When a localized fault occurs on the surface of the inner race, outer race or rolling element, the vibration signal would present repetitive peaks which are further modulated by rotational frequencies of machine components. The impulses contain important information about the bearing health status. Therefore, the extraction of cyclic faulty intervals is the essential task in bearing fault detection.
Many methods, such as wavelet transform [2], empirical mode decomposition [3], higher order spectrum [4], morphology filter [5] and order tracking [6] have been applied successfully in bearing fault detection and fault diagnosis. Wavelet transform (WT) is one of the most popular signal processing technologies among them.
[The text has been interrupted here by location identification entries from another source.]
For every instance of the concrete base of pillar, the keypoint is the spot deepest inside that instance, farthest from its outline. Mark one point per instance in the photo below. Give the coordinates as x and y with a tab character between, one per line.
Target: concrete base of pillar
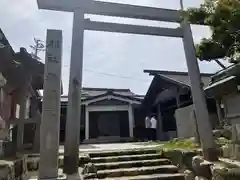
70	165
210	154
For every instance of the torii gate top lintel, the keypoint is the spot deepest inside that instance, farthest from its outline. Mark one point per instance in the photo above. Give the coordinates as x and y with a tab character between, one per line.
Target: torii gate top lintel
112	9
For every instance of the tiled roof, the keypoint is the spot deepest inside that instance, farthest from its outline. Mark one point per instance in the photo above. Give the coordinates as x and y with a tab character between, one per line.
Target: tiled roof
162	72
96	92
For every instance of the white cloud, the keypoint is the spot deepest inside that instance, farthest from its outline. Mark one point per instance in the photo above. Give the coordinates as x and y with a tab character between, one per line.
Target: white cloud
119	54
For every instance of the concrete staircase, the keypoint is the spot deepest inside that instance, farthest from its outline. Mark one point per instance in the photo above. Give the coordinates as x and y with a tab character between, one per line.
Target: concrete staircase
133	165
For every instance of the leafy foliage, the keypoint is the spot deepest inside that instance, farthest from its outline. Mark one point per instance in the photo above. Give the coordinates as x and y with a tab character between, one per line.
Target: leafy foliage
223	17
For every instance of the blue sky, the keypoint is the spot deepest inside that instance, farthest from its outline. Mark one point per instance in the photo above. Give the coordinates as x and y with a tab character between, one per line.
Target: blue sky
111	60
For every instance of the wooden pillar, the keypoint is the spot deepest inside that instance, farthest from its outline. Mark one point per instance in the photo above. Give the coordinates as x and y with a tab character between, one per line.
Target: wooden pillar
130	120
178	97
159	123
36	146
50	123
86	122
71	147
219	112
22	115
203	121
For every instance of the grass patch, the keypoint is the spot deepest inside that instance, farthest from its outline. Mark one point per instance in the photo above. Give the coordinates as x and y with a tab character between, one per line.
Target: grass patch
181	144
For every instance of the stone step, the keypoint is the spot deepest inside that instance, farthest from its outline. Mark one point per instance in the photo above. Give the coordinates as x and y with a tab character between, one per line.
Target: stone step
129	164
126	158
150	177
169	169
122	153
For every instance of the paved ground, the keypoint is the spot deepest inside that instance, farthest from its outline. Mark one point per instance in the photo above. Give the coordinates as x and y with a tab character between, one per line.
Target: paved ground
110	147
97	147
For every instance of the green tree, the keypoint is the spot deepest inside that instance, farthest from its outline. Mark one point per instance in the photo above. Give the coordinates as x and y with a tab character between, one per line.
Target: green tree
223	18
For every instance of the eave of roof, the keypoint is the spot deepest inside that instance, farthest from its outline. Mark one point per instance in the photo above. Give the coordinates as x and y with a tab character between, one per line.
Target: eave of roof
163	72
157	87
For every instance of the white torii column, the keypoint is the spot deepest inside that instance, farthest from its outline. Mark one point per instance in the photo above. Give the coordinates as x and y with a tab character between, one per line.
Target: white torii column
72	138
203	121
50	123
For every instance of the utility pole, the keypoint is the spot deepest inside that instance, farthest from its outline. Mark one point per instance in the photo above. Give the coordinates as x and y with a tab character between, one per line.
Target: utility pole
200	106
37	47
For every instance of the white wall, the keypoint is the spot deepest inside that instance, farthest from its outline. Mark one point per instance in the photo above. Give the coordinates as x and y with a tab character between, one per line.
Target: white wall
185	122
185	79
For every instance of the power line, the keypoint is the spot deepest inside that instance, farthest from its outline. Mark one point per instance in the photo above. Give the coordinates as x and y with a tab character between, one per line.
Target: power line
37	47
115	75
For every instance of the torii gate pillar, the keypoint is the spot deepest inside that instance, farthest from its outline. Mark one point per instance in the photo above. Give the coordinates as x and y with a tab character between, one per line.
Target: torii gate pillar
72	138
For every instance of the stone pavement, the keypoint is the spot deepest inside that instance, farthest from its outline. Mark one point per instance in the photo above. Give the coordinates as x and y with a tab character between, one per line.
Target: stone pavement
110	147
87	148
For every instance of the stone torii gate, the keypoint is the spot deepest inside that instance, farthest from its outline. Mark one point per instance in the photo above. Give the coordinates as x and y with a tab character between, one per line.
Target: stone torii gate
79	8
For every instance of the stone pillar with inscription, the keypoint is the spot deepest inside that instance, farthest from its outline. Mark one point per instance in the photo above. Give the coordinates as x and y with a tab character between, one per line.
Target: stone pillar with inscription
50	123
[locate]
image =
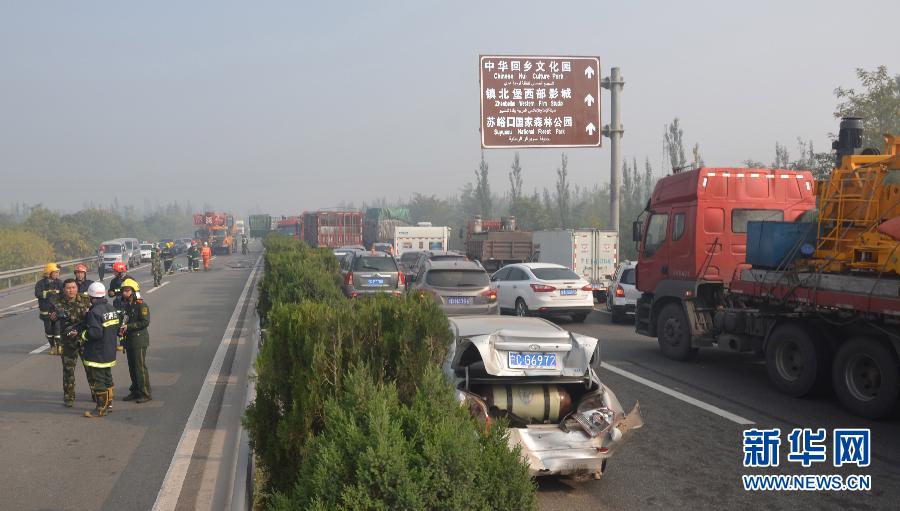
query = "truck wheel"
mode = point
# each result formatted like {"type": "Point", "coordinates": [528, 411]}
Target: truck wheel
{"type": "Point", "coordinates": [793, 362]}
{"type": "Point", "coordinates": [865, 378]}
{"type": "Point", "coordinates": [521, 307]}
{"type": "Point", "coordinates": [673, 333]}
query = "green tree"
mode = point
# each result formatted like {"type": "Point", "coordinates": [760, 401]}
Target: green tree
{"type": "Point", "coordinates": [878, 104]}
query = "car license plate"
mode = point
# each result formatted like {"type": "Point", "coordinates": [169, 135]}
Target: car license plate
{"type": "Point", "coordinates": [518, 360]}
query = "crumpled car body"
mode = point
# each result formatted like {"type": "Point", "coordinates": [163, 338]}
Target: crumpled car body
{"type": "Point", "coordinates": [543, 380]}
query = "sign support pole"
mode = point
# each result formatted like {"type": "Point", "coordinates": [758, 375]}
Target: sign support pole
{"type": "Point", "coordinates": [614, 132]}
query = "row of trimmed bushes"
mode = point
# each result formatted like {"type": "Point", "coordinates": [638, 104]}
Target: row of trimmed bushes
{"type": "Point", "coordinates": [352, 411]}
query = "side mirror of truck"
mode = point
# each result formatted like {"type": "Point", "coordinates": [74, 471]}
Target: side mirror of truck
{"type": "Point", "coordinates": [636, 231]}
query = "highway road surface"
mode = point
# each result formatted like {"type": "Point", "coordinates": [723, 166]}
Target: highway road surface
{"type": "Point", "coordinates": [179, 451]}
{"type": "Point", "coordinates": [689, 454]}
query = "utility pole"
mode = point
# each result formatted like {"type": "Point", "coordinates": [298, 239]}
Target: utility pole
{"type": "Point", "coordinates": [614, 132]}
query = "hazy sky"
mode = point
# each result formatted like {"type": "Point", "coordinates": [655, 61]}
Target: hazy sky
{"type": "Point", "coordinates": [288, 106]}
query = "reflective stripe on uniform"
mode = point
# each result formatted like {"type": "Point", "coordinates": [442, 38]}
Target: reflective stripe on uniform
{"type": "Point", "coordinates": [99, 365]}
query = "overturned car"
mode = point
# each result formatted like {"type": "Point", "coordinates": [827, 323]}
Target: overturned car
{"type": "Point", "coordinates": [543, 380]}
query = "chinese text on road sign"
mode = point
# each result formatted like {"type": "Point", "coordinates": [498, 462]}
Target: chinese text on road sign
{"type": "Point", "coordinates": [540, 101]}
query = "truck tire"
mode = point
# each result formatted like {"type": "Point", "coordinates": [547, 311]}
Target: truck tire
{"type": "Point", "coordinates": [674, 334]}
{"type": "Point", "coordinates": [796, 366]}
{"type": "Point", "coordinates": [865, 378]}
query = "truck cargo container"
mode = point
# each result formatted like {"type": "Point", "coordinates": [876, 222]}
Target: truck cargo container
{"type": "Point", "coordinates": [591, 253]}
{"type": "Point", "coordinates": [332, 229]}
{"type": "Point", "coordinates": [420, 237]}
{"type": "Point", "coordinates": [818, 329]}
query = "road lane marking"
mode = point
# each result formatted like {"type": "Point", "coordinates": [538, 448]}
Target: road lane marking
{"type": "Point", "coordinates": [678, 395]}
{"type": "Point", "coordinates": [155, 288]}
{"type": "Point", "coordinates": [170, 491]}
{"type": "Point", "coordinates": [39, 349]}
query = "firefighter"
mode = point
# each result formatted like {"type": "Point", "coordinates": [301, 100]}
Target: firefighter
{"type": "Point", "coordinates": [46, 290]}
{"type": "Point", "coordinates": [98, 332]}
{"type": "Point", "coordinates": [81, 279]}
{"type": "Point", "coordinates": [137, 340]}
{"type": "Point", "coordinates": [70, 310]}
{"type": "Point", "coordinates": [206, 254]}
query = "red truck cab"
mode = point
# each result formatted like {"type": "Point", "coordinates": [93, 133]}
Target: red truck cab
{"type": "Point", "coordinates": [693, 233]}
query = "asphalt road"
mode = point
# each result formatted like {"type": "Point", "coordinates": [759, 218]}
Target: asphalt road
{"type": "Point", "coordinates": [53, 458]}
{"type": "Point", "coordinates": [687, 457]}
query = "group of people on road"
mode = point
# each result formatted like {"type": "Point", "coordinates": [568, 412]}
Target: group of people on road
{"type": "Point", "coordinates": [81, 322]}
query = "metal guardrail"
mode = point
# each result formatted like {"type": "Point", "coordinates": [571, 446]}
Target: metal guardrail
{"type": "Point", "coordinates": [9, 275]}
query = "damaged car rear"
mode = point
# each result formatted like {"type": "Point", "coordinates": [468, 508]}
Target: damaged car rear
{"type": "Point", "coordinates": [542, 379]}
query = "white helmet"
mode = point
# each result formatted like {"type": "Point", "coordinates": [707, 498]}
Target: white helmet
{"type": "Point", "coordinates": [97, 290]}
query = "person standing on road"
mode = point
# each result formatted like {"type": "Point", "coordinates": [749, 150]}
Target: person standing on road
{"type": "Point", "coordinates": [71, 309]}
{"type": "Point", "coordinates": [46, 290]}
{"type": "Point", "coordinates": [81, 279]}
{"type": "Point", "coordinates": [206, 254]}
{"type": "Point", "coordinates": [99, 331]}
{"type": "Point", "coordinates": [156, 266]}
{"type": "Point", "coordinates": [137, 340]}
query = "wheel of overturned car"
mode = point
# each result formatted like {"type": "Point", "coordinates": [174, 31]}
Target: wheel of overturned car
{"type": "Point", "coordinates": [521, 307]}
{"type": "Point", "coordinates": [794, 363]}
{"type": "Point", "coordinates": [673, 333]}
{"type": "Point", "coordinates": [865, 378]}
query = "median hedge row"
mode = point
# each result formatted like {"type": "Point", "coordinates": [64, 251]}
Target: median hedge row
{"type": "Point", "coordinates": [352, 411]}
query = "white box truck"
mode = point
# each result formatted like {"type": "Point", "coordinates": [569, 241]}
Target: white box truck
{"type": "Point", "coordinates": [420, 237]}
{"type": "Point", "coordinates": [591, 253]}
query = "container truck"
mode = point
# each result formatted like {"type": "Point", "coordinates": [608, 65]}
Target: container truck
{"type": "Point", "coordinates": [819, 301]}
{"type": "Point", "coordinates": [379, 224]}
{"type": "Point", "coordinates": [496, 242]}
{"type": "Point", "coordinates": [332, 229]}
{"type": "Point", "coordinates": [423, 236]}
{"type": "Point", "coordinates": [591, 253]}
{"type": "Point", "coordinates": [260, 225]}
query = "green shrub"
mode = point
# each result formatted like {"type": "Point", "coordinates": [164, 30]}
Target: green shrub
{"type": "Point", "coordinates": [375, 452]}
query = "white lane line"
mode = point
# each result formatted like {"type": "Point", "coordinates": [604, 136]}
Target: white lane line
{"type": "Point", "coordinates": [39, 349]}
{"type": "Point", "coordinates": [678, 395]}
{"type": "Point", "coordinates": [155, 288]}
{"type": "Point", "coordinates": [167, 498]}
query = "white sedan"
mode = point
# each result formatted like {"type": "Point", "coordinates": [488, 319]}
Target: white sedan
{"type": "Point", "coordinates": [542, 289]}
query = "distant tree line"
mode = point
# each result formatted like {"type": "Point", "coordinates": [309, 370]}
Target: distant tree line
{"type": "Point", "coordinates": [32, 235]}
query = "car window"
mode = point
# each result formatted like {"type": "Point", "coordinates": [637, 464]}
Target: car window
{"type": "Point", "coordinates": [554, 273]}
{"type": "Point", "coordinates": [374, 263]}
{"type": "Point", "coordinates": [457, 278]}
{"type": "Point", "coordinates": [677, 226]}
{"type": "Point", "coordinates": [740, 217]}
{"type": "Point", "coordinates": [503, 274]}
{"type": "Point", "coordinates": [656, 233]}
However, the classical WT, both continuous and discrete, are linear [7]. Because of the fact that a signal often contains information at many scales or resolutions, multi-resolution approaches are indispensable for a thorough understanding of such a signal. Therefore, it is desired to extend WT to nonlinear area.
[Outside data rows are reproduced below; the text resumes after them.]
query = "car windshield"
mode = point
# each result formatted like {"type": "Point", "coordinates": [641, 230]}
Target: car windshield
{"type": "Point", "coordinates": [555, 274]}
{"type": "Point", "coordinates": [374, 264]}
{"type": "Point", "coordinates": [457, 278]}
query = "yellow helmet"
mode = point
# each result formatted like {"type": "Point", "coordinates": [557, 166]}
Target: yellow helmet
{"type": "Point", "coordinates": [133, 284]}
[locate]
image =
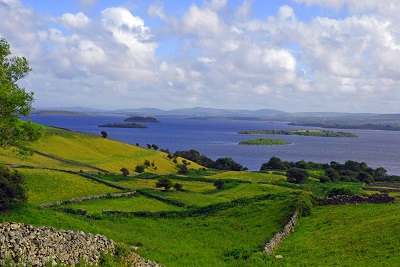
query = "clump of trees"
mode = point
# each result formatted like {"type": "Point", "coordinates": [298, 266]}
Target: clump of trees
{"type": "Point", "coordinates": [350, 171]}
{"type": "Point", "coordinates": [14, 103]}
{"type": "Point", "coordinates": [12, 192]}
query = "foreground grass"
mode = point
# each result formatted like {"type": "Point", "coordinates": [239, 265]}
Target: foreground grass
{"type": "Point", "coordinates": [345, 235]}
{"type": "Point", "coordinates": [46, 186]}
{"type": "Point", "coordinates": [225, 238]}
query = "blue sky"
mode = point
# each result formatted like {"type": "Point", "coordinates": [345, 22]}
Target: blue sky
{"type": "Point", "coordinates": [299, 55]}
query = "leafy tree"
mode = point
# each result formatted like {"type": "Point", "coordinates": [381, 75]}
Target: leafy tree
{"type": "Point", "coordinates": [332, 174]}
{"type": "Point", "coordinates": [274, 163]}
{"type": "Point", "coordinates": [178, 187]}
{"type": "Point", "coordinates": [146, 163]}
{"type": "Point", "coordinates": [15, 102]}
{"type": "Point", "coordinates": [228, 164]}
{"type": "Point", "coordinates": [365, 178]}
{"type": "Point", "coordinates": [339, 192]}
{"type": "Point", "coordinates": [154, 146]}
{"type": "Point", "coordinates": [164, 182]}
{"type": "Point", "coordinates": [12, 191]}
{"type": "Point", "coordinates": [296, 175]}
{"type": "Point", "coordinates": [104, 134]}
{"type": "Point", "coordinates": [182, 169]}
{"type": "Point", "coordinates": [139, 168]}
{"type": "Point", "coordinates": [125, 171]}
{"type": "Point", "coordinates": [219, 184]}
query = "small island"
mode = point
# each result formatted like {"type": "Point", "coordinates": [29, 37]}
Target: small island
{"type": "Point", "coordinates": [264, 142]}
{"type": "Point", "coordinates": [141, 119]}
{"type": "Point", "coordinates": [321, 133]}
{"type": "Point", "coordinates": [123, 125]}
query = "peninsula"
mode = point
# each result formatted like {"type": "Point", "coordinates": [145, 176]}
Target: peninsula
{"type": "Point", "coordinates": [322, 133]}
{"type": "Point", "coordinates": [123, 125]}
{"type": "Point", "coordinates": [263, 142]}
{"type": "Point", "coordinates": [141, 119]}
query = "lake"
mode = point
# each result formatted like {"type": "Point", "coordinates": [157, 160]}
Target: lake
{"type": "Point", "coordinates": [220, 138]}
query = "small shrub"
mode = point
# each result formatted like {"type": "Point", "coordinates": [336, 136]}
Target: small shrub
{"type": "Point", "coordinates": [139, 168]}
{"type": "Point", "coordinates": [125, 171]}
{"type": "Point", "coordinates": [177, 187]}
{"type": "Point", "coordinates": [296, 175]}
{"type": "Point", "coordinates": [12, 191]}
{"type": "Point", "coordinates": [219, 184]}
{"type": "Point", "coordinates": [303, 204]}
{"type": "Point", "coordinates": [339, 192]}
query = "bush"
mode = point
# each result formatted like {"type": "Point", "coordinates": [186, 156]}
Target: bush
{"type": "Point", "coordinates": [219, 184]}
{"type": "Point", "coordinates": [304, 204]}
{"type": "Point", "coordinates": [177, 187]}
{"type": "Point", "coordinates": [296, 175]}
{"type": "Point", "coordinates": [164, 182]}
{"type": "Point", "coordinates": [182, 169]}
{"type": "Point", "coordinates": [125, 171]}
{"type": "Point", "coordinates": [139, 168]}
{"type": "Point", "coordinates": [339, 192]}
{"type": "Point", "coordinates": [12, 192]}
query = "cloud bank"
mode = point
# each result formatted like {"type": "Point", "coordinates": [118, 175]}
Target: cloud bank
{"type": "Point", "coordinates": [212, 54]}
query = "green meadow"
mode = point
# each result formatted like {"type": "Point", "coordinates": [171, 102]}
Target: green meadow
{"type": "Point", "coordinates": [197, 225]}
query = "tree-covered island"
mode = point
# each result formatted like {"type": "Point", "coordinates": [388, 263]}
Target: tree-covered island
{"type": "Point", "coordinates": [123, 125]}
{"type": "Point", "coordinates": [141, 119]}
{"type": "Point", "coordinates": [322, 133]}
{"type": "Point", "coordinates": [263, 142]}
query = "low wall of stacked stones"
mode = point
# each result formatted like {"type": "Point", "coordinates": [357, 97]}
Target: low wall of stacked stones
{"type": "Point", "coordinates": [356, 199]}
{"type": "Point", "coordinates": [81, 199]}
{"type": "Point", "coordinates": [28, 245]}
{"type": "Point", "coordinates": [277, 239]}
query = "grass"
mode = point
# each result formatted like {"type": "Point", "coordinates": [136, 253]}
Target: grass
{"type": "Point", "coordinates": [233, 234]}
{"type": "Point", "coordinates": [135, 203]}
{"type": "Point", "coordinates": [345, 235]}
{"type": "Point", "coordinates": [46, 186]}
{"type": "Point", "coordinates": [227, 238]}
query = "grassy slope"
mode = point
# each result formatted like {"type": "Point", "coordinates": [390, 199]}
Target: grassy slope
{"type": "Point", "coordinates": [346, 235]}
{"type": "Point", "coordinates": [90, 149]}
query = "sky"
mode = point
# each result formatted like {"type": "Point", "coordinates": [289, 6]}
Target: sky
{"type": "Point", "coordinates": [290, 55]}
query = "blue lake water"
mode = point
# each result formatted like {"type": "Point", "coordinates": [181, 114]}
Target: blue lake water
{"type": "Point", "coordinates": [220, 138]}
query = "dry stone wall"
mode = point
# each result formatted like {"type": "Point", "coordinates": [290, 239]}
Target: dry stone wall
{"type": "Point", "coordinates": [277, 239]}
{"type": "Point", "coordinates": [28, 245]}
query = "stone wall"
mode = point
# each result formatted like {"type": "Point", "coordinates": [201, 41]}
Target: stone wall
{"type": "Point", "coordinates": [81, 199]}
{"type": "Point", "coordinates": [274, 242]}
{"type": "Point", "coordinates": [26, 244]}
{"type": "Point", "coordinates": [356, 199]}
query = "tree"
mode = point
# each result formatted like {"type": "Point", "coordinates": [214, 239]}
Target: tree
{"type": "Point", "coordinates": [104, 134]}
{"type": "Point", "coordinates": [178, 187]}
{"type": "Point", "coordinates": [296, 175]}
{"type": "Point", "coordinates": [146, 163]}
{"type": "Point", "coordinates": [12, 192]}
{"type": "Point", "coordinates": [125, 171]}
{"type": "Point", "coordinates": [139, 168]}
{"type": "Point", "coordinates": [154, 146]}
{"type": "Point", "coordinates": [219, 184]}
{"type": "Point", "coordinates": [274, 163]}
{"type": "Point", "coordinates": [164, 182]}
{"type": "Point", "coordinates": [15, 102]}
{"type": "Point", "coordinates": [182, 169]}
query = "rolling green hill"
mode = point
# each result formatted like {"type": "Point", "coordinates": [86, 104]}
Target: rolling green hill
{"type": "Point", "coordinates": [198, 225]}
The lifting scheme, proposed by Sweldens [8], has provided a useful way to design nonlinear wavelets. The flexibility and freedom offered by the lifting scheme have attracted researchers to develop various nonlinear WTs, including morphological ones. Not until 2000, Heijmans and Goutsias [9, 10] firstly gave the theoretical presentation of a general framework for constructing morphological wavelet (MW). The theoretical foundation of MW is extending the classic wavelet from the linear domain, which is based on convolution, to the nonlinear domain, which is based on morphological operations. In this way, the MW does inherit the multi-dimension and multi-level analysis of wavelet while only involving the purely time domain analysis. As a consequence, a very high computational efficiency is achieved.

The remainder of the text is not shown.